Article publié dans la Lettre n° 242


DU COTE DE CHEZ PROUST de et avec Jacques Sereys. Mise en scène Jean-Luc Tardieu.
Sur scène, de grands panneaux mobiles de toile beige, pleins d’une écriture à l'encre sépia, à priori celle de Marcel Proust, faite d’une profusion de mots, de ratures et de repentirs qui occupent tout l’espace comme si celui qui les avait tracés n’avait pas assez de place pour libérer sa mémoire. La mémoire d’un auteur, Jacques Sereys s’en empare à partir de deux chapitres d’un roman: « Du côté de chez Swann ». A l’exception d’ Un amour de Swann, l’oeuvre est écrite à la première personne. Le narrateur se glisse donc dans cette mémoire et reconstruit « l’édifice immense du souvenir ». L’évocation de Combray, grâce au goût retrouvé de la madeleine: « celui du petit morceau de madeleine que le dimanche matin, à Combray [..] ma tante Léonie m’offrait ». L’évocation de son enfance, et de l’environnement familial, les grands principes de sa grand-mère et le personnage si particulier de Françoise, la domestique, l’amour pour sa mère mais aussi la souffrance qui en découle.
Marcel Proust avait ce don de créer un univers régi par des lois propres qui révélaient à la fois une imagination poétique et un sens aigu de l’observation.
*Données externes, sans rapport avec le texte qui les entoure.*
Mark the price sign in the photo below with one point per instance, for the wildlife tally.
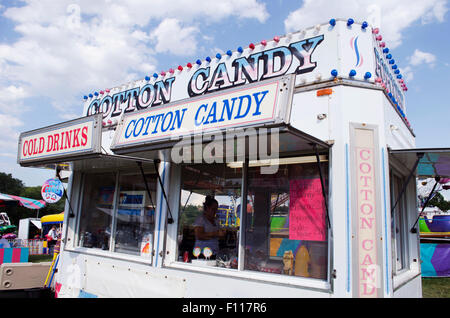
(52, 190)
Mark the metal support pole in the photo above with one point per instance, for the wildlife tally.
(413, 229)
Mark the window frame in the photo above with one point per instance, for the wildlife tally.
(399, 174)
(110, 253)
(170, 261)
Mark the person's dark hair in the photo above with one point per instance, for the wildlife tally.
(209, 200)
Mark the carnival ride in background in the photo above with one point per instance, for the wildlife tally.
(434, 229)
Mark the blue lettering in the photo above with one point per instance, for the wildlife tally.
(117, 100)
(142, 126)
(127, 135)
(156, 118)
(212, 113)
(178, 119)
(241, 98)
(148, 119)
(163, 91)
(196, 114)
(108, 101)
(163, 129)
(193, 89)
(302, 51)
(148, 100)
(258, 102)
(226, 105)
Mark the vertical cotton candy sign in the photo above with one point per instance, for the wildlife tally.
(52, 190)
(306, 210)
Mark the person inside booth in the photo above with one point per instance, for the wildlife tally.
(206, 229)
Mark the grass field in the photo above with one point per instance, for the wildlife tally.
(436, 287)
(39, 258)
(431, 287)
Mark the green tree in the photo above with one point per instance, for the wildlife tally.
(10, 185)
(439, 201)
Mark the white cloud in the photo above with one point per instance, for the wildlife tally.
(171, 37)
(420, 57)
(392, 17)
(417, 59)
(408, 73)
(66, 49)
(9, 135)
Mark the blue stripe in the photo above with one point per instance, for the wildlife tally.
(348, 215)
(24, 254)
(385, 221)
(356, 50)
(7, 255)
(160, 212)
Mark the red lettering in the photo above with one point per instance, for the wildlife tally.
(366, 191)
(49, 143)
(41, 144)
(24, 148)
(56, 142)
(367, 260)
(367, 274)
(84, 136)
(30, 147)
(62, 141)
(68, 139)
(35, 146)
(361, 154)
(369, 223)
(365, 164)
(363, 210)
(365, 179)
(370, 291)
(76, 142)
(365, 247)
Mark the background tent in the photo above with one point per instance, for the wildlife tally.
(25, 202)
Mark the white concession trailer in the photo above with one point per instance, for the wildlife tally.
(303, 141)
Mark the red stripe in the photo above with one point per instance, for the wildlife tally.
(16, 255)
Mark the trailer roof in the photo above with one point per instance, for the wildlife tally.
(432, 162)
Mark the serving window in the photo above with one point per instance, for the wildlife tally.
(283, 223)
(117, 213)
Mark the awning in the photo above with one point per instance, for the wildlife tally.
(431, 162)
(25, 202)
(423, 163)
(37, 223)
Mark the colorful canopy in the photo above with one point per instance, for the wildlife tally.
(434, 162)
(25, 202)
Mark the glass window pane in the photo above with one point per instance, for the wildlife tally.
(211, 224)
(96, 210)
(135, 215)
(398, 229)
(286, 229)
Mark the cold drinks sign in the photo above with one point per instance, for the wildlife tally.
(262, 102)
(63, 141)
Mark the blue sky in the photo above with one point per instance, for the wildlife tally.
(54, 52)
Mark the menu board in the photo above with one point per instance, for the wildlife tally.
(306, 210)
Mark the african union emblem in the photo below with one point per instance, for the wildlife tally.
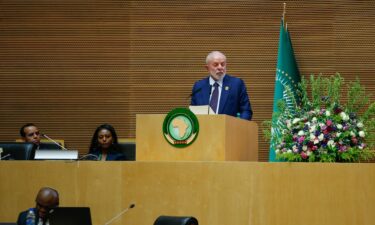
(180, 127)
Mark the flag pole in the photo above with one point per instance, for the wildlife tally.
(284, 12)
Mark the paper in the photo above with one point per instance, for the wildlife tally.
(202, 110)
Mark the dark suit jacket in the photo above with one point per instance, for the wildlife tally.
(22, 217)
(233, 100)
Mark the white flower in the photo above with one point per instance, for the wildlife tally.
(344, 116)
(296, 120)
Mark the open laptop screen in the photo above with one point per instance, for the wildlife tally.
(70, 216)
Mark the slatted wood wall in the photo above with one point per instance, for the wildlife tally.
(71, 65)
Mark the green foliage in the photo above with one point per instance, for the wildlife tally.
(322, 129)
(357, 98)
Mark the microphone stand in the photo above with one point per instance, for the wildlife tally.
(55, 142)
(118, 215)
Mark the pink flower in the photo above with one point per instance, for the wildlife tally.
(303, 155)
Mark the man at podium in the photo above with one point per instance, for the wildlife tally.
(225, 94)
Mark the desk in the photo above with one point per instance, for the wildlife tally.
(217, 193)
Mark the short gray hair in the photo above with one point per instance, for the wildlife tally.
(212, 54)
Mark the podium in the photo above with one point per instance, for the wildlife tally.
(220, 138)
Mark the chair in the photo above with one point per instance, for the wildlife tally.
(48, 144)
(176, 220)
(17, 150)
(128, 149)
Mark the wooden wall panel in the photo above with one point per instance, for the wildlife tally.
(69, 66)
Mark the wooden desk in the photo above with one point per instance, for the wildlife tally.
(217, 193)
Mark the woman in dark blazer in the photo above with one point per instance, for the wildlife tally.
(104, 144)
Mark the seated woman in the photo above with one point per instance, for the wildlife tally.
(104, 144)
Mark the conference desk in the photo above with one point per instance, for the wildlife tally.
(217, 193)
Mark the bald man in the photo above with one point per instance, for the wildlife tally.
(46, 200)
(225, 94)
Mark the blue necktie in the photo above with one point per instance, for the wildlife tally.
(214, 97)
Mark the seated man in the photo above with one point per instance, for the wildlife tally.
(30, 133)
(46, 200)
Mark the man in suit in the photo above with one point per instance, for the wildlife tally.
(224, 93)
(30, 133)
(46, 200)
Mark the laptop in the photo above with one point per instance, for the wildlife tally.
(70, 216)
(56, 154)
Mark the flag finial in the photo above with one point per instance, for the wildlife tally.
(284, 12)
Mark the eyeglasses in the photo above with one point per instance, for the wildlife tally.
(49, 209)
(37, 133)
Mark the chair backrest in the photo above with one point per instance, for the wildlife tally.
(17, 150)
(176, 220)
(128, 149)
(48, 144)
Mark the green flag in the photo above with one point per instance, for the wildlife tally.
(287, 73)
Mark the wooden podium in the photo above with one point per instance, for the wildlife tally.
(220, 138)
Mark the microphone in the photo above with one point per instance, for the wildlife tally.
(96, 158)
(118, 215)
(194, 92)
(5, 156)
(209, 100)
(55, 142)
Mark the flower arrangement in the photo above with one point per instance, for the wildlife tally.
(322, 129)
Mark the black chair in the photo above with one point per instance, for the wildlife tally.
(128, 149)
(17, 150)
(176, 220)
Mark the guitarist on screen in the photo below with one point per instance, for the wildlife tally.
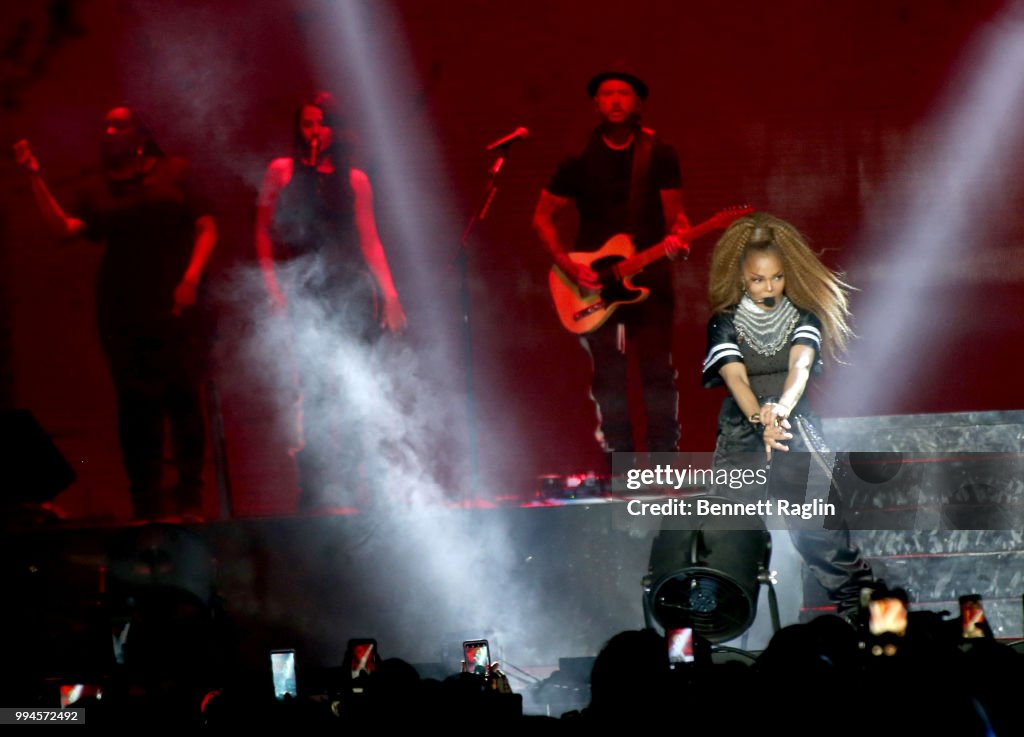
(625, 181)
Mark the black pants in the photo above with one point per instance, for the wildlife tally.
(157, 371)
(826, 550)
(648, 336)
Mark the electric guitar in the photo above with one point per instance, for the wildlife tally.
(583, 310)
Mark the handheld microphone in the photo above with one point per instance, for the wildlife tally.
(518, 133)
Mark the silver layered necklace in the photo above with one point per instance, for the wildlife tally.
(765, 331)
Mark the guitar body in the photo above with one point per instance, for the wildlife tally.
(584, 311)
(615, 263)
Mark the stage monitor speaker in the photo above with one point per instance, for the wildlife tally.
(32, 469)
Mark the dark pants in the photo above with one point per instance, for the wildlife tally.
(157, 372)
(826, 550)
(648, 337)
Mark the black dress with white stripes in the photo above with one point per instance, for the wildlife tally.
(767, 371)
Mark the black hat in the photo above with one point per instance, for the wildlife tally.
(636, 83)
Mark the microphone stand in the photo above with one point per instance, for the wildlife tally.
(462, 257)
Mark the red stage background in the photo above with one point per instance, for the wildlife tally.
(806, 110)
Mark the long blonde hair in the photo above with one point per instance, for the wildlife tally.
(809, 284)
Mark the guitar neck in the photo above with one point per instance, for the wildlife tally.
(645, 258)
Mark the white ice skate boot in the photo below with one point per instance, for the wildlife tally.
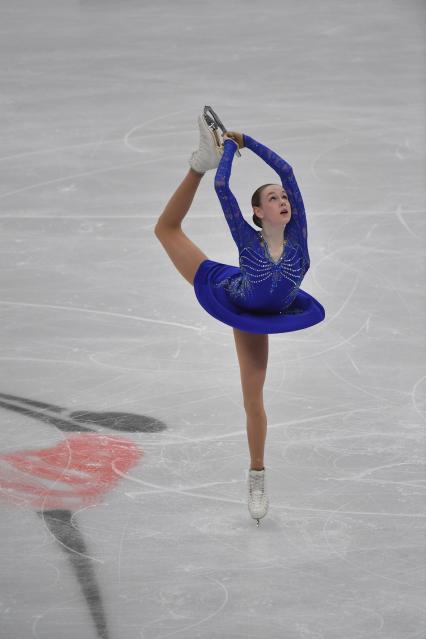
(258, 503)
(210, 149)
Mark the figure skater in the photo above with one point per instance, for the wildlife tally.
(263, 295)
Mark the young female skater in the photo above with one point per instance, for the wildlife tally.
(262, 296)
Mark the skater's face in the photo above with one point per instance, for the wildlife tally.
(274, 205)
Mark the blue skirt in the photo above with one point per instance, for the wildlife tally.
(303, 312)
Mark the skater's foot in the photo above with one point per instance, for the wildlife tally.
(258, 502)
(210, 149)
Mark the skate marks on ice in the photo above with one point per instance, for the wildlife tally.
(75, 473)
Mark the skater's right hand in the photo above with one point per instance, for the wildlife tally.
(237, 137)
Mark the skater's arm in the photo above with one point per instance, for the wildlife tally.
(283, 168)
(297, 227)
(236, 222)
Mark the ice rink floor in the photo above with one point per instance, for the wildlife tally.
(124, 455)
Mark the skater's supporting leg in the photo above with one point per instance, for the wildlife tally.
(185, 255)
(252, 352)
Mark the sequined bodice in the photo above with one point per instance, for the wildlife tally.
(263, 284)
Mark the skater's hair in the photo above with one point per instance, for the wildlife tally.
(255, 201)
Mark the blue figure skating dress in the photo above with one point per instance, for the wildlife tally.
(262, 295)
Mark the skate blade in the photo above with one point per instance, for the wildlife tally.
(214, 122)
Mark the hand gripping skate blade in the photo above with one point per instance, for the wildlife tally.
(214, 122)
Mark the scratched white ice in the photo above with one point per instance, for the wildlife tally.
(123, 454)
Il savait en quelques mots, d’une extraordinaire précision, retrouver une atmosphère, celle de la maison de Combray, un son, celui du cours de la Vivonne, une odeur, celle des lilas qui bordaient la propriété des Swann. Il a étudié de près les caractères et les moeurs de son siècle, la frivolité de certains milieux. Ils sont la toile de fond sur laquelle se détachent des scènes de vie de la bourgeoisie snob ou de l’aristocratie.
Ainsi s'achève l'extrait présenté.